Cette décision s’appuie sur plusieurs textes de référence : la Constitution guinéenne, la Loi organique L/2020/0010/AN du 3 juillet 2020 portant création, organisation, attribution et fonctionnement de la HAC, la Loi organique L/2020/0002/AN du 22 juin 2020 relative à la liberté de la presse en République de Guinée, ainsi que le Code d’éthique et de déontologie du journalisme guinéen.
Dans les considérants de sa décision, la HAC reproche à France 24 d’avoir « délibérément utilisé un qualificatif inapproprié » pour désigner le Président de la République, Mamadi Doumbouya, lors de son édition d’information du 15 septembre 2026.
L’institution va plus loin, estimant que la chaîne a « sciemment choisi d’ignorer la légitimité issue des urnes » en employant ce terme à l’encontre d’un président qu’elle qualifie de démocratiquement élu, au mépris, selon elle, de l’ordre constitutionnel restauré à la suite de l’élection présidentielle du 28 décembre 2025 et de la prestation de serment officielle du 17 janvier 2026.
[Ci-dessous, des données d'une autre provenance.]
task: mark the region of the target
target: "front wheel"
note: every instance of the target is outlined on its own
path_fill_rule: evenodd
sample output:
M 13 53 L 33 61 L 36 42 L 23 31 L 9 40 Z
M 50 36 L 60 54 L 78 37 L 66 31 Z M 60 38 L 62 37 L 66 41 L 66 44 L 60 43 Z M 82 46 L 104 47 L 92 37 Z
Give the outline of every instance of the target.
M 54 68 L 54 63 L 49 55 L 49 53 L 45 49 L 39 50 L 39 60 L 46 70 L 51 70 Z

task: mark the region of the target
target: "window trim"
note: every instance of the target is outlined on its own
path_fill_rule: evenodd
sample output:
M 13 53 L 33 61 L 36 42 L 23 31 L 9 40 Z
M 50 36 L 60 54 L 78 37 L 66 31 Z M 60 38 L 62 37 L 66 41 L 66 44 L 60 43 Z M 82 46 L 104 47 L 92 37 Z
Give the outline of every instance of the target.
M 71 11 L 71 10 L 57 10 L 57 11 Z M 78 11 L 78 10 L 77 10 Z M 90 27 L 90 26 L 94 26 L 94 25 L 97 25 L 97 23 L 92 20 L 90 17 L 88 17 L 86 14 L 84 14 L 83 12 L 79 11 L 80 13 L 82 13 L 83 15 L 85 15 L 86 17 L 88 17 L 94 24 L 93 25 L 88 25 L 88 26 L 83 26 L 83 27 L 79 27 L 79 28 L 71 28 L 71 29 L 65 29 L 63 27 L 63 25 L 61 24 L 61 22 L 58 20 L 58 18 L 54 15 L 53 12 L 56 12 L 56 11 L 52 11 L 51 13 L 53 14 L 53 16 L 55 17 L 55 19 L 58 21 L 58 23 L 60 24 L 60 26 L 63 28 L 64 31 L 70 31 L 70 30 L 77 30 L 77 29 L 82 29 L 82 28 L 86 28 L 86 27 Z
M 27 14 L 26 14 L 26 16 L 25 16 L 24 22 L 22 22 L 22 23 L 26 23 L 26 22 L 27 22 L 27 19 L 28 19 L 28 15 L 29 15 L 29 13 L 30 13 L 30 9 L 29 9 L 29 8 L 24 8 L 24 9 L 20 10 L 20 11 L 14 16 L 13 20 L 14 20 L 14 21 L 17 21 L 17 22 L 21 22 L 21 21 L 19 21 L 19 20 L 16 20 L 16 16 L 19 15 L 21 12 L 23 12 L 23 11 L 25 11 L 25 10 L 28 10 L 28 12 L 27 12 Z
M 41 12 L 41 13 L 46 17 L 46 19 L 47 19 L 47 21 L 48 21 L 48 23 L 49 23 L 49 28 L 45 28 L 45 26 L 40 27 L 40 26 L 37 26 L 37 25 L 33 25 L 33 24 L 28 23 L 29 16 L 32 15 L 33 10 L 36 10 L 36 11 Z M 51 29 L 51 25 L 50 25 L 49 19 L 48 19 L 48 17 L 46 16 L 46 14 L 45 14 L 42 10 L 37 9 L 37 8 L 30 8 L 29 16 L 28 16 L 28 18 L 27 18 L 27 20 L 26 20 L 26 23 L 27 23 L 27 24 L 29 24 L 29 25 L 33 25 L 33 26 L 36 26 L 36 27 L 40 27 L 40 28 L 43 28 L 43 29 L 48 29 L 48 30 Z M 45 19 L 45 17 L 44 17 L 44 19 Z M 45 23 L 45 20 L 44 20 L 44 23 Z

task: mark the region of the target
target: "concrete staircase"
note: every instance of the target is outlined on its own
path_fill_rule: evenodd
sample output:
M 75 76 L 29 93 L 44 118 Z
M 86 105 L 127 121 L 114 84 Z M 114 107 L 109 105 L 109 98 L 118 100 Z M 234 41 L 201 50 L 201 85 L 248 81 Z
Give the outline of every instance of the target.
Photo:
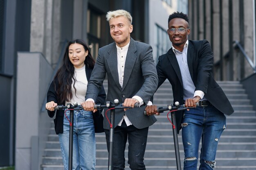
M 216 170 L 256 169 L 256 111 L 238 81 L 218 82 L 235 110 L 227 116 L 227 128 L 219 141 L 216 161 Z M 104 86 L 107 89 L 107 83 Z M 154 95 L 154 103 L 166 107 L 173 101 L 171 85 L 165 82 Z M 144 162 L 147 170 L 177 170 L 171 124 L 167 111 L 157 116 L 157 121 L 149 129 Z M 169 116 L 171 118 L 170 116 Z M 43 158 L 42 170 L 63 169 L 58 135 L 53 122 Z M 181 131 L 178 135 L 182 166 L 184 159 Z M 105 134 L 96 134 L 96 170 L 107 168 L 108 153 Z M 126 150 L 127 155 L 128 150 Z M 126 157 L 127 158 L 127 156 Z M 126 160 L 126 169 L 128 170 Z

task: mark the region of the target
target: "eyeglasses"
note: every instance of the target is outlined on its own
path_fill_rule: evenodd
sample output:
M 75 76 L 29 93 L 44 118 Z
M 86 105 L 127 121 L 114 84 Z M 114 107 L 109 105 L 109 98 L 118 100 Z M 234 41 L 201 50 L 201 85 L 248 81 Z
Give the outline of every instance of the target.
M 179 33 L 184 34 L 185 33 L 185 30 L 187 30 L 189 28 L 185 29 L 184 28 L 173 28 L 168 30 L 168 33 L 169 33 L 170 35 L 172 35 L 176 33 L 176 31 L 177 30 Z

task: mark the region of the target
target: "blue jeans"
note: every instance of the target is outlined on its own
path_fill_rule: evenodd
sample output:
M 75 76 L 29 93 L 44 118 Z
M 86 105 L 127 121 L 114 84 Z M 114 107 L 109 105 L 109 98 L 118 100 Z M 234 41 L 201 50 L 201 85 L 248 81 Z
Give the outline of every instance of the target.
M 66 115 L 70 121 L 70 111 Z M 73 144 L 73 170 L 95 170 L 96 148 L 92 112 L 74 111 Z M 64 115 L 63 133 L 58 134 L 65 170 L 68 170 L 70 123 Z
M 109 130 L 105 129 L 108 150 L 109 152 Z M 113 149 L 112 170 L 124 170 L 125 150 L 127 138 L 128 163 L 132 170 L 146 170 L 143 160 L 147 144 L 148 127 L 141 129 L 131 125 L 128 126 L 124 121 L 115 128 Z
M 184 111 L 182 122 L 184 170 L 197 169 L 201 137 L 199 170 L 213 170 L 218 141 L 226 128 L 226 116 L 212 105 L 197 107 Z

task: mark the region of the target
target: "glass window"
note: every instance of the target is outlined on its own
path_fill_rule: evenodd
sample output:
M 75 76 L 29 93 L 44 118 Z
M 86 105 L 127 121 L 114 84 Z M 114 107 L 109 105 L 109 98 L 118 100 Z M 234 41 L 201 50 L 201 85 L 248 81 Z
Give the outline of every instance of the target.
M 4 23 L 5 0 L 0 1 L 0 72 L 2 72 L 3 65 L 4 24 Z
M 166 53 L 171 48 L 171 43 L 169 39 L 167 29 L 165 30 L 157 24 L 155 26 L 157 30 L 157 55 L 158 57 Z

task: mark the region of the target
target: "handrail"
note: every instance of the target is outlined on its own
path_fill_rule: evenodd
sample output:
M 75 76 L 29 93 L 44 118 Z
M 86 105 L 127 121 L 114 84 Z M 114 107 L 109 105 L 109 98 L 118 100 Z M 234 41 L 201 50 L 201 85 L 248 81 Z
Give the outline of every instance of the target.
M 254 65 L 253 63 L 251 60 L 251 59 L 250 59 L 250 57 L 249 57 L 246 54 L 245 50 L 241 44 L 240 44 L 240 43 L 239 43 L 239 42 L 237 40 L 234 41 L 233 43 L 236 44 L 236 46 L 235 47 L 238 47 L 239 50 L 240 50 L 242 53 L 243 54 L 245 57 L 245 59 L 246 59 L 246 60 L 247 60 L 252 68 L 252 69 L 254 70 L 254 72 L 256 73 L 256 67 Z
M 55 67 L 55 68 L 52 74 L 52 77 L 51 77 L 51 80 L 53 80 L 54 78 L 54 76 L 56 74 L 57 71 L 58 71 L 60 64 L 61 62 L 61 60 L 63 59 L 63 56 L 65 53 L 65 48 L 66 48 L 66 46 L 67 45 L 68 41 L 67 39 L 65 39 L 64 41 L 63 42 L 63 45 L 62 45 L 62 47 L 61 47 L 61 52 L 60 54 L 58 59 L 58 62 L 57 63 L 57 65 Z M 50 81 L 49 83 L 49 85 L 51 81 Z M 45 103 L 46 103 L 46 102 L 47 101 L 47 94 L 45 94 L 45 100 L 44 100 L 44 101 L 42 104 L 42 107 L 41 107 L 41 112 L 43 112 L 45 111 Z

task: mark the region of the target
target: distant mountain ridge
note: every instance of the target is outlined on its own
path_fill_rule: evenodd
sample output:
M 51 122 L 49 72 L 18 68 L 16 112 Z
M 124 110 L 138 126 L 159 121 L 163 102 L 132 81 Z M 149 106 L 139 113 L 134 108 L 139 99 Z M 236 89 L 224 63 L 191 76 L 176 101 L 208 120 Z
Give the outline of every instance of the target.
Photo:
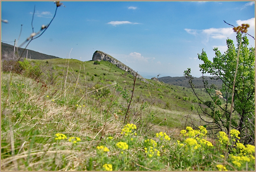
M 214 84 L 218 87 L 220 88 L 222 84 L 222 81 L 220 79 L 218 80 L 211 79 L 211 76 L 204 76 L 204 78 L 208 82 L 208 85 L 210 86 L 212 84 Z M 214 77 L 216 79 L 216 77 Z M 174 85 L 178 85 L 187 88 L 191 88 L 189 84 L 189 79 L 185 76 L 172 77 L 171 76 L 165 76 L 158 78 L 158 80 L 165 83 Z M 204 88 L 203 83 L 203 78 L 194 77 L 193 80 L 193 83 L 195 85 L 195 88 Z
M 13 54 L 13 50 L 14 50 L 14 46 L 10 45 L 3 42 L 1 43 L 1 58 L 2 56 L 5 54 L 10 55 Z M 16 51 L 17 48 L 15 48 L 15 53 L 17 52 Z M 21 54 L 23 51 L 24 49 L 21 48 L 18 48 L 18 51 L 20 51 L 20 53 Z M 35 51 L 34 51 L 31 50 L 26 49 L 24 51 L 23 54 L 22 55 L 22 57 L 26 58 L 27 55 L 27 50 L 28 51 L 28 58 L 29 58 L 31 57 L 31 59 L 34 59 L 35 60 L 45 60 L 46 59 L 58 59 L 60 58 L 59 57 L 56 57 L 53 55 L 48 55 L 41 53 Z
M 97 50 L 95 51 L 92 55 L 92 60 L 100 61 L 101 60 L 108 61 L 112 64 L 116 65 L 119 68 L 126 72 L 128 72 L 133 76 L 135 77 L 135 76 L 137 76 L 136 77 L 141 81 L 147 83 L 149 83 L 145 78 L 143 77 L 140 75 L 137 74 L 132 69 L 129 68 L 121 62 L 118 61 L 111 56 L 101 51 Z

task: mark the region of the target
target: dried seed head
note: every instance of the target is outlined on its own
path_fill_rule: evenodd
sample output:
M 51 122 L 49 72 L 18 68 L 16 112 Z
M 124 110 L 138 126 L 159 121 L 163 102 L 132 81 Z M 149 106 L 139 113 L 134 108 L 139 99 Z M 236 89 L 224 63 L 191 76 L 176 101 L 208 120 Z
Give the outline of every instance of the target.
M 57 7 L 59 7 L 63 4 L 62 3 L 61 3 L 60 1 L 55 1 L 54 3 L 56 4 Z
M 116 119 L 118 119 L 118 116 L 115 113 L 114 113 L 114 116 L 115 116 L 115 118 L 116 118 Z
M 247 28 L 250 27 L 250 25 L 248 24 L 242 24 L 242 26 L 239 26 L 235 27 L 233 28 L 234 32 L 236 33 L 241 32 L 242 33 L 246 33 L 247 32 Z
M 43 30 L 47 27 L 47 26 L 45 26 L 45 25 L 43 25 L 41 26 L 41 30 Z

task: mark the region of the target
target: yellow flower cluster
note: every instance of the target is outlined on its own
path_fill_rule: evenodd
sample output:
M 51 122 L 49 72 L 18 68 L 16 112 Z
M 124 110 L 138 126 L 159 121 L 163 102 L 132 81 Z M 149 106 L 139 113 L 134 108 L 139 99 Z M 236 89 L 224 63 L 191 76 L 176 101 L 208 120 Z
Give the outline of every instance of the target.
M 73 143 L 76 143 L 77 142 L 79 141 L 81 141 L 81 139 L 77 137 L 71 137 L 69 139 L 69 142 L 73 142 Z
M 186 143 L 187 145 L 193 147 L 194 149 L 197 149 L 198 147 L 201 147 L 201 146 L 197 143 L 197 140 L 195 139 L 188 138 L 185 140 L 185 143 Z
M 57 133 L 55 134 L 55 135 L 57 137 L 54 139 L 55 140 L 61 140 L 67 138 L 67 137 L 65 134 L 62 133 Z
M 97 148 L 100 151 L 103 151 L 103 152 L 108 152 L 110 151 L 110 150 L 108 149 L 108 148 L 107 147 L 105 147 L 103 146 L 98 146 L 96 147 L 96 148 Z
M 124 126 L 123 129 L 122 129 L 122 132 L 121 134 L 123 134 L 124 133 L 125 135 L 127 135 L 131 133 L 132 130 L 137 129 L 137 127 L 135 124 L 133 123 L 128 123 Z
M 113 171 L 113 166 L 111 164 L 105 164 L 103 166 L 107 171 Z
M 187 127 L 186 130 L 183 130 L 181 131 L 181 135 L 183 137 L 188 137 L 185 140 L 185 146 L 186 149 L 188 146 L 190 147 L 194 150 L 198 149 L 199 148 L 202 149 L 206 148 L 207 147 L 212 147 L 212 144 L 206 139 L 206 135 L 207 134 L 206 129 L 203 126 L 200 126 L 198 127 L 200 130 L 194 130 L 190 127 Z M 203 139 L 203 137 L 205 138 Z M 180 142 L 177 140 L 178 145 L 181 147 L 184 146 L 183 143 L 181 143 Z
M 128 144 L 125 142 L 120 142 L 116 143 L 116 146 L 119 149 L 123 150 L 128 149 Z
M 156 146 L 157 145 L 157 143 L 156 143 L 156 141 L 151 139 L 150 140 L 149 139 L 145 140 L 144 142 L 145 143 L 148 143 L 150 146 L 153 146 L 154 147 L 156 147 Z
M 249 162 L 251 160 L 254 161 L 255 159 L 255 156 L 253 154 L 255 152 L 255 147 L 247 144 L 245 147 L 243 144 L 236 143 L 236 150 L 234 152 L 237 152 L 238 153 L 237 156 L 233 154 L 230 155 L 233 161 L 232 163 L 238 167 L 240 167 L 241 164 L 246 162 Z
M 177 143 L 178 143 L 178 144 L 180 146 L 184 146 L 184 144 L 183 143 L 181 143 L 181 142 L 179 141 L 179 140 L 177 140 Z
M 161 140 L 162 140 L 163 139 L 164 139 L 166 140 L 170 141 L 170 140 L 171 139 L 165 133 L 163 133 L 163 132 L 162 131 L 160 132 L 159 133 L 156 133 L 156 137 L 157 138 L 159 138 Z
M 228 142 L 228 138 L 227 134 L 223 131 L 219 132 L 219 135 L 218 136 L 219 141 L 221 144 L 226 145 Z
M 223 166 L 223 165 L 218 164 L 216 165 L 217 168 L 218 168 L 218 169 L 219 171 L 227 171 L 228 170 L 227 169 L 227 168 Z

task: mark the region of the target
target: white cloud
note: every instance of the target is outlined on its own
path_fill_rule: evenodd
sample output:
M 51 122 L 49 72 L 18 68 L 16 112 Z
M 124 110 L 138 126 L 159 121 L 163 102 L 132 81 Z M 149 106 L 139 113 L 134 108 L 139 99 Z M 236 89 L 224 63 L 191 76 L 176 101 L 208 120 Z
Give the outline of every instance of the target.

La HAC considère par ailleurs que France 24 a commis « un manquement grave à l’obligation d’exactitude, d’impartialité et d’équilibre du traitement de l’information », caractérisant selon elle une atteinte à l’honneur des institutions républicaines et à la dignité du Chef de l’État guinéen. L’institution estime également que la chaîne viole les dispositions constitutionnelles et légales réprimant l’outrage envers les autorités publiques, et qu’elle ne saurait instrumentaliser la liberté de la presse pour mener, selon ses termes, une « campagne de dénigrement » ou contester la souveraineté électorale du peuple de Guinée.
Le dispositif de la décision comporte trois points principaux :
- La HAC met formellement en demeure France 24 de cesser sans délai l’utilisation de termes jugés inappropriés, dégradants et attentatoires à la dignité des institutions guinéennes, et l’enjoint de se conformer strictement aux règles d’éthique et de déontologie journalistiques.
- Invite la direction de la chaîne à opérer les rectifications éditoriales nécessaires sur l’ensemble de ses canaux numériques.
- Prévient qu’en cas de non-respect de cette mise en demeure ou de récidive, la HAC se réserve le droit de prononcer les sanctions prévues par la loi à l’encontre du média.